Structural factors also help. U.S. capital markets are deep and liquid enough to absorb the savings of emerging and developed countries. The proceeds of an international “savings glut” are therefore recycled into U.S. assets.
The trigger for this cycle is often an interest rate increase by the U.S. central bank, the Fed researchers found. What puts an end to it is the fact that, eventually, global weakness in the manufacturing sector spills over into U.S. production. Rate rises also lead to tighter financial conditions for companies and households, slowing down the U.S. economy. The central role of the dollar in capital markets, however, discourages investors from fleeing the United States, ensuring that the cycle soon starts again.

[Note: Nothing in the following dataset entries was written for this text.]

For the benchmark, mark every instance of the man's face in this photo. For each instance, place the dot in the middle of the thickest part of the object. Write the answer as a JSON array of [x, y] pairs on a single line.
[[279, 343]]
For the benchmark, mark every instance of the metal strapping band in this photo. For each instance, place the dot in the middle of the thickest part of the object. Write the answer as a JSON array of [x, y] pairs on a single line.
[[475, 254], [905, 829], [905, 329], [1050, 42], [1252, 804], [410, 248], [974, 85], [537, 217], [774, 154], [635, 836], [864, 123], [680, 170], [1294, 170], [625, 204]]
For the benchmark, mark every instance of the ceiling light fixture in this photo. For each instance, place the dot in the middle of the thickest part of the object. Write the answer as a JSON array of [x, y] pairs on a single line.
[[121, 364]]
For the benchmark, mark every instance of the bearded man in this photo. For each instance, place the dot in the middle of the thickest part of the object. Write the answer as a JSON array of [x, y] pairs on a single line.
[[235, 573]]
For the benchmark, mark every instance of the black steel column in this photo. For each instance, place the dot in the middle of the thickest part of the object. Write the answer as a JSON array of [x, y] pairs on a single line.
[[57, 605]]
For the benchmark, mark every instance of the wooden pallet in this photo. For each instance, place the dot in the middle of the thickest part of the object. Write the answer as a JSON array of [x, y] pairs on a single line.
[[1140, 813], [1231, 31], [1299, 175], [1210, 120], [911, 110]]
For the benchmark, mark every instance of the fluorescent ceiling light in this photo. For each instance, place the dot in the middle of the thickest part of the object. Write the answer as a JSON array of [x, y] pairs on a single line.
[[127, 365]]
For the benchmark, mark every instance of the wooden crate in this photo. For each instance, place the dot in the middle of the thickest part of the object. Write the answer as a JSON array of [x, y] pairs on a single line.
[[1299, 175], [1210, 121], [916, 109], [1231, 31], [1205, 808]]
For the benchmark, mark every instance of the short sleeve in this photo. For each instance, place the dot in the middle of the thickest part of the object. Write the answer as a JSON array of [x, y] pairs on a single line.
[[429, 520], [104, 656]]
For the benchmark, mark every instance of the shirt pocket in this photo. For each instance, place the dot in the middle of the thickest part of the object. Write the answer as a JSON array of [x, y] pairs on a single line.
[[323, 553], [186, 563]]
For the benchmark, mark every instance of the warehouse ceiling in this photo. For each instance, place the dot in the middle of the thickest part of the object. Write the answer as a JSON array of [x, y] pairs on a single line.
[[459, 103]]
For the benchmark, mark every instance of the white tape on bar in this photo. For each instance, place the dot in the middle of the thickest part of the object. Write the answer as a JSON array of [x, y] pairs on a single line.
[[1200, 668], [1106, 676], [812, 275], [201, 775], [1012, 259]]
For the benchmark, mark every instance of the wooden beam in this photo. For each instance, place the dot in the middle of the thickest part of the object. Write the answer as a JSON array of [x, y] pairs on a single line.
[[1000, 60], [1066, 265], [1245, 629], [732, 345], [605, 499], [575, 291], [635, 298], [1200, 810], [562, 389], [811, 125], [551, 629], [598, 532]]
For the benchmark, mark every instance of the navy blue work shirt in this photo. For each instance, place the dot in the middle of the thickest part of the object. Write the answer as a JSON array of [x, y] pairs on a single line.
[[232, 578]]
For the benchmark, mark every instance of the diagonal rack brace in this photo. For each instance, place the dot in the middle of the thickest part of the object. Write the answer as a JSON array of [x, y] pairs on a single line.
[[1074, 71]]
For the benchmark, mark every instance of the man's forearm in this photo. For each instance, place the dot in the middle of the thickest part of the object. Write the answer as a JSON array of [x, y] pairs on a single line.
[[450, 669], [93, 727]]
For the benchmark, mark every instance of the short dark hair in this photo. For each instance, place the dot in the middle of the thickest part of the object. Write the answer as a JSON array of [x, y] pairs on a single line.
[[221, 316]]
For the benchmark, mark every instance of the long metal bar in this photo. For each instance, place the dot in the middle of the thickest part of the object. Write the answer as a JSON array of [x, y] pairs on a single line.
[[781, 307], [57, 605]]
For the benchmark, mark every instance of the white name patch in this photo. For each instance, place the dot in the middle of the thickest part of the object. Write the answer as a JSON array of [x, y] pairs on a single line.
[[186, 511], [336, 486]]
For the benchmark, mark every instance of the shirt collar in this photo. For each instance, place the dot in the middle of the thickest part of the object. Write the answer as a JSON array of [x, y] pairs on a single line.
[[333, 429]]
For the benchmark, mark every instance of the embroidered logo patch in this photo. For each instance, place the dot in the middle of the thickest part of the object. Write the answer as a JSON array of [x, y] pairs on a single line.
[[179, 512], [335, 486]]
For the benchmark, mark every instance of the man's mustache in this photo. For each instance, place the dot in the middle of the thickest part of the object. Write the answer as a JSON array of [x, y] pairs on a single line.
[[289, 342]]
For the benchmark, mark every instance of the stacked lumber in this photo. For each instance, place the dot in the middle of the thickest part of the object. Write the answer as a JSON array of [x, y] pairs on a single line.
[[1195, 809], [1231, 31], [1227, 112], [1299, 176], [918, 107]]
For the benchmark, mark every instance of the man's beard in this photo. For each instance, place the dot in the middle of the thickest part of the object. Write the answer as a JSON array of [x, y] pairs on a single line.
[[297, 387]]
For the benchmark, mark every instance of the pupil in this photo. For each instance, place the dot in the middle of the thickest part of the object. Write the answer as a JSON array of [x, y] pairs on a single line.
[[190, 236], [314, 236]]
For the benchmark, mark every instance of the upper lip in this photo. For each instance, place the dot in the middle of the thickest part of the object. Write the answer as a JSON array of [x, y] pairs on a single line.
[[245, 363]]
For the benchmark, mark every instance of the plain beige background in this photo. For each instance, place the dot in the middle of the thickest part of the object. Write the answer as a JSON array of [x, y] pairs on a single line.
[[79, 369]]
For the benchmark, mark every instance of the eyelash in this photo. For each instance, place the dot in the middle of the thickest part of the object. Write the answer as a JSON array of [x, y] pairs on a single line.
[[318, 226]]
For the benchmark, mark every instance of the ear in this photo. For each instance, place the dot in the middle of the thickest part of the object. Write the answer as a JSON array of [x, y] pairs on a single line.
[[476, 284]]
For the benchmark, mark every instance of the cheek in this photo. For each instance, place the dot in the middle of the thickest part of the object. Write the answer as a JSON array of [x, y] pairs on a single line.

The period between December 2015, when the Fed raised rates, and December 2018, when the official cost of borrowing peaked at 2.25%-2.50%, illustrates the point. The dollar rose around 10% against other major currencies between mid-2015 and the beginning of 2017. During that period, manufacturing growth in the United States – measured by purchasing managers’ index surveys – outstripped that of the rest of the world while financing conditions overseas tightened. By mid-2017 the circle closed as U.S. manufacturing slowed down, domestic financial conditions tightened, and the dollar weakened.
Of course America cannot take its key role in global capitalism for granted. The weaponisation of the dollar, geopolitical tensions with China and the United States’ own political failings – from elected representatives disputing the results of the 2020 presidential election to squabbles over the debt ceiling – have increased the desire for alternatives.
In the past such financial revolutions have generally coincided with other upheavals such as world wars. In the absence of such a seismic shift, King Dollar will remain on its throne.
(The author is a Reuters Breakingviews columnist. The opinions expressed are his own. Updates to add charts.)
CONTEXT NEWS
Chinese President Xi Jinping told Gulf Arab leaders on Dec. 9 that his country would work to buy oil and gas in yuan, the latest attempt by Beijing to weaken the U.S. dollar’s grip on world trade.
A Saudi source, speaking before Xi’s visit, told Reuters that a decision to sell small amounts of oil in yuan to China could make sense, but “it is not yet the right time”.